When asked why the evidence room is in such a state of disarray, Chief Smith said, “too much stuff in too small a space.”
When asked, Chief Smith told the personnel committee that he does not keep a list of all evidence being held by the police department.
Chief Smith also told the personnel committee that there had one time been a breach of security in the evidence room and 11 handguns had gone missing. Chief Smith said the handguns were all property of another law enforcement agency. When the agency called to retrieve the handguns, Chief Smith said he went to the evidence room to locate them and that’s when he realized they had been removed. The police chief could not say when the handguns went missing or who committed the crime only that the case is still under investigation.
The report also confirms that Chief Smith knowingly allowed officer Michael Herko to sleep in his car while on duty despite numerous reports that the officer was asleep on the job. Chief Smith only gave him verbal warnings.
While his officers work the night and weekend shifts, the report indicates that Chief Smith works somewhat questionable hours. He reports to work between 9 a.m. and 9:30 a.m., taking a 45-minute to one-hour lunch break and then leaving for the day around 4 p.m. His questionable work hours have also led the chief to call out another officer to finish up a case he was working so that he might go home for the day.
According to the report, Chief Smith’s working hours have been in question for years. As far back as his 2004 annual evaluation, then city manager Michael Lamar called the police chief’s attendance, “Okay” saying, “Billy needs to improve his public communication skills and more broadly his overall drive to work. He also needs to realize being the chief in a small town comes with responsibilities beyond your standard 8 to 5 (or 9 to 3:30) job.”

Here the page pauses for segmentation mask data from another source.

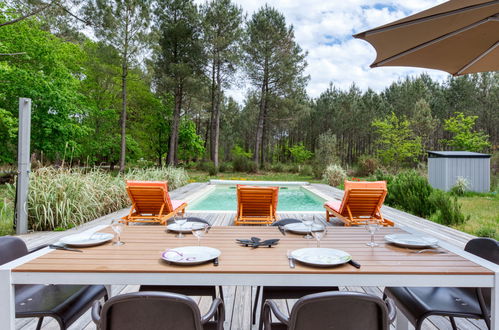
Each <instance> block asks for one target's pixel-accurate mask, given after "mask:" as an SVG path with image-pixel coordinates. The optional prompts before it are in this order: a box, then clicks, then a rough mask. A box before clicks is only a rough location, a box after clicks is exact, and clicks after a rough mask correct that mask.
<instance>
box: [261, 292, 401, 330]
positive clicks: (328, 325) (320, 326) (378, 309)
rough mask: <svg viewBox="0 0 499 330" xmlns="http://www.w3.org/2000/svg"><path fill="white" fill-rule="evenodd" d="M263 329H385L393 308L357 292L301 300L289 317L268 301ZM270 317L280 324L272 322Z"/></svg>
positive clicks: (304, 297) (384, 303) (292, 329)
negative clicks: (274, 319)
mask: <svg viewBox="0 0 499 330" xmlns="http://www.w3.org/2000/svg"><path fill="white" fill-rule="evenodd" d="M263 310H264V323H265V330H276V329H279V330H280V329H283V330H284V329H286V330H310V329H341V330H358V329H362V330H388V329H389V328H390V323H391V322H393V320H394V319H395V306H394V305H393V303H392V302H390V301H389V300H387V301H386V302H385V301H383V300H381V299H380V298H378V297H376V296H373V295H369V294H366V293H360V292H337V291H332V292H322V293H317V294H311V295H308V296H305V297H302V298H300V300H298V301H297V302H296V304H295V305H294V306H293V309H292V310H291V312H290V314H289V317H287V316H286V315H285V314H283V313H282V312H281V311H280V310H279V308H278V307H277V304H276V303H275V302H274V301H272V300H267V301H266V302H265V304H264V306H263ZM272 314H274V315H275V317H276V318H277V319H278V320H279V321H280V323H277V322H275V323H272Z"/></svg>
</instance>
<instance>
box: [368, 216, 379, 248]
mask: <svg viewBox="0 0 499 330" xmlns="http://www.w3.org/2000/svg"><path fill="white" fill-rule="evenodd" d="M366 229H367V231H369V233H370V234H371V241H370V242H368V243H366V245H367V246H370V247H375V246H378V243H376V242H374V233H375V232H376V231H377V230H378V229H379V223H378V221H377V220H375V219H369V220H367V221H366Z"/></svg>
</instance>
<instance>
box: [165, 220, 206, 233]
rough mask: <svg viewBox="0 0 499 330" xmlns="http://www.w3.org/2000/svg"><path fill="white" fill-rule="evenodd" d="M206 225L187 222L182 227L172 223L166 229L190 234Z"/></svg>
mask: <svg viewBox="0 0 499 330" xmlns="http://www.w3.org/2000/svg"><path fill="white" fill-rule="evenodd" d="M204 225H205V224H204V223H201V222H189V221H188V222H186V223H184V225H183V226H180V225H178V224H176V223H171V224H169V225H168V226H166V229H168V230H171V231H175V232H177V233H190V232H191V231H192V229H193V228H199V229H200V228H203V226H204Z"/></svg>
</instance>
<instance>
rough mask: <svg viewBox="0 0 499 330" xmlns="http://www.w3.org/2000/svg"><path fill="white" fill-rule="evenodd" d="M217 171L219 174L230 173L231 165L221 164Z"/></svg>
mask: <svg viewBox="0 0 499 330" xmlns="http://www.w3.org/2000/svg"><path fill="white" fill-rule="evenodd" d="M218 170H219V171H220V172H221V173H224V172H230V171H232V164H230V163H221V164H220V166H219V167H218Z"/></svg>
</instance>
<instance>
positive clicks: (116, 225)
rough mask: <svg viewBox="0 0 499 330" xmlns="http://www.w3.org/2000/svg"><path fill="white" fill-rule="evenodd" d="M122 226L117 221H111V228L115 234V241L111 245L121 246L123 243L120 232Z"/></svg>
mask: <svg viewBox="0 0 499 330" xmlns="http://www.w3.org/2000/svg"><path fill="white" fill-rule="evenodd" d="M123 227H124V224H123V222H121V220H119V219H114V220H113V221H111V228H112V229H113V231H114V232H115V233H116V237H117V239H118V240H117V241H116V242H114V243H113V245H123V244H125V243H124V242H122V241H121V232H122V231H123Z"/></svg>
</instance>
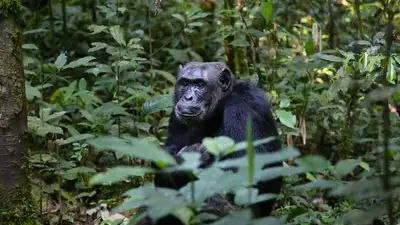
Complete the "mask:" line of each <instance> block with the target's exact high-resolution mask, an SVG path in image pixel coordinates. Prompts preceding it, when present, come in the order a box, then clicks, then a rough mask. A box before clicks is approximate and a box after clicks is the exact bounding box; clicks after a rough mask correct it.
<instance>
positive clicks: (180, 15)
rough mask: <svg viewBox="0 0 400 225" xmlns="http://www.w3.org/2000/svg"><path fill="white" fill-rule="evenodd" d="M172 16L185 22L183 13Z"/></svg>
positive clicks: (182, 21)
mask: <svg viewBox="0 0 400 225" xmlns="http://www.w3.org/2000/svg"><path fill="white" fill-rule="evenodd" d="M171 16H173V17H175V18H177V19H178V20H180V21H182V22H183V23H184V22H185V18H184V17H183V16H182V15H181V14H177V13H174V14H172V15H171Z"/></svg>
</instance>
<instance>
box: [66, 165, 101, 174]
mask: <svg viewBox="0 0 400 225" xmlns="http://www.w3.org/2000/svg"><path fill="white" fill-rule="evenodd" d="M65 173H67V174H78V173H97V171H96V170H94V169H92V168H89V167H85V166H81V167H75V168H72V169H69V170H67V171H65Z"/></svg>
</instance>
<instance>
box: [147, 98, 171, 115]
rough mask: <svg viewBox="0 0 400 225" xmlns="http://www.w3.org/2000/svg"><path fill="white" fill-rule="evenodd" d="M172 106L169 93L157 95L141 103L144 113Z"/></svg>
mask: <svg viewBox="0 0 400 225" xmlns="http://www.w3.org/2000/svg"><path fill="white" fill-rule="evenodd" d="M171 107H172V100H171V95H157V96H154V97H152V98H150V99H148V100H147V101H146V102H145V103H144V105H143V111H144V113H145V114H152V113H156V112H159V111H161V110H166V109H170V108H171Z"/></svg>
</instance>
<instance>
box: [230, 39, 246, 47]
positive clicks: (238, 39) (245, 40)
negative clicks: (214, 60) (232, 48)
mask: <svg viewBox="0 0 400 225" xmlns="http://www.w3.org/2000/svg"><path fill="white" fill-rule="evenodd" d="M229 44H230V45H232V46H236V47H247V46H250V44H249V42H247V41H246V40H241V39H237V40H234V41H232V42H231V43H229Z"/></svg>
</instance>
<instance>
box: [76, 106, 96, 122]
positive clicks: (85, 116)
mask: <svg viewBox="0 0 400 225" xmlns="http://www.w3.org/2000/svg"><path fill="white" fill-rule="evenodd" d="M80 112H81V114H82V116H84V117H85V118H86V119H87V120H89V121H90V122H91V123H96V119H95V118H94V117H93V116H92V114H90V113H89V112H88V111H86V110H84V109H81V110H80Z"/></svg>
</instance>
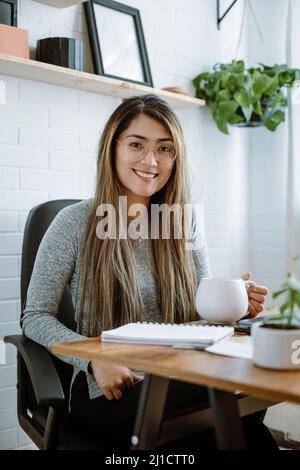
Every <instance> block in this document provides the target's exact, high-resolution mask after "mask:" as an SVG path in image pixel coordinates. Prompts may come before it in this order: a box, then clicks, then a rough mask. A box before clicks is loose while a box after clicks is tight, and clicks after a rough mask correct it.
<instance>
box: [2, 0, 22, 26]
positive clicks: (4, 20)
mask: <svg viewBox="0 0 300 470" xmlns="http://www.w3.org/2000/svg"><path fill="white" fill-rule="evenodd" d="M0 24H7V25H8V26H16V27H17V26H18V0H0Z"/></svg>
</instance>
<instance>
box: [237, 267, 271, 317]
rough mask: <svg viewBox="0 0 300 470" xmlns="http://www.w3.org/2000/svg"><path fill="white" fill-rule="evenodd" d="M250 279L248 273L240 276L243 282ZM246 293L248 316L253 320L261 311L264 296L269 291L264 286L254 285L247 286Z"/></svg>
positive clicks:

Six years later, Chief Smith is still described as keeping similar hours, despite his annual salary of $42,500.
The police department’s Rules and Regulations manual defines the work week for police officers as: “A total of 40 hours of work in any seven day period consisting of 8 or 10 hour shifts, excluding emergencies.”
Complaints as to what exactly the police chief is doing while on duty were also investigated by the committee, specifically complaints that the chief spends a lot of time on eBay searching for race car parts. When the personnel committee attempted to review the Internet browsing history of one of the two computers frequently used by Chief Smith, they found that the computer, which is set to have its Internet browsing history saved for 14 days and then erased automatically, had been manually erased and therefore didn’t show a single Internet site visited.
The personnel committee did not have access to the computer located in Chief Smith’s private office because he was on vacation at the time of their visit and therefore the office was locked.
While the report indicated that it might be an exaggeration to say that Chief Smith is totally ineffectual in the performance of his duties, his discipline and professionalism have certainly been brought into question throughout the investigation.
Also, since the investigation began, the personnel committee received word that the police chief was visiting the homes of people who signed Wilkerson’s petition and asking why they signed it. When asked if he had made these visits and badgered residents, Chief Smith, with his attorney Ray Earl Thomas by his side, paused for several moments before answering that, “He did not believe he had.”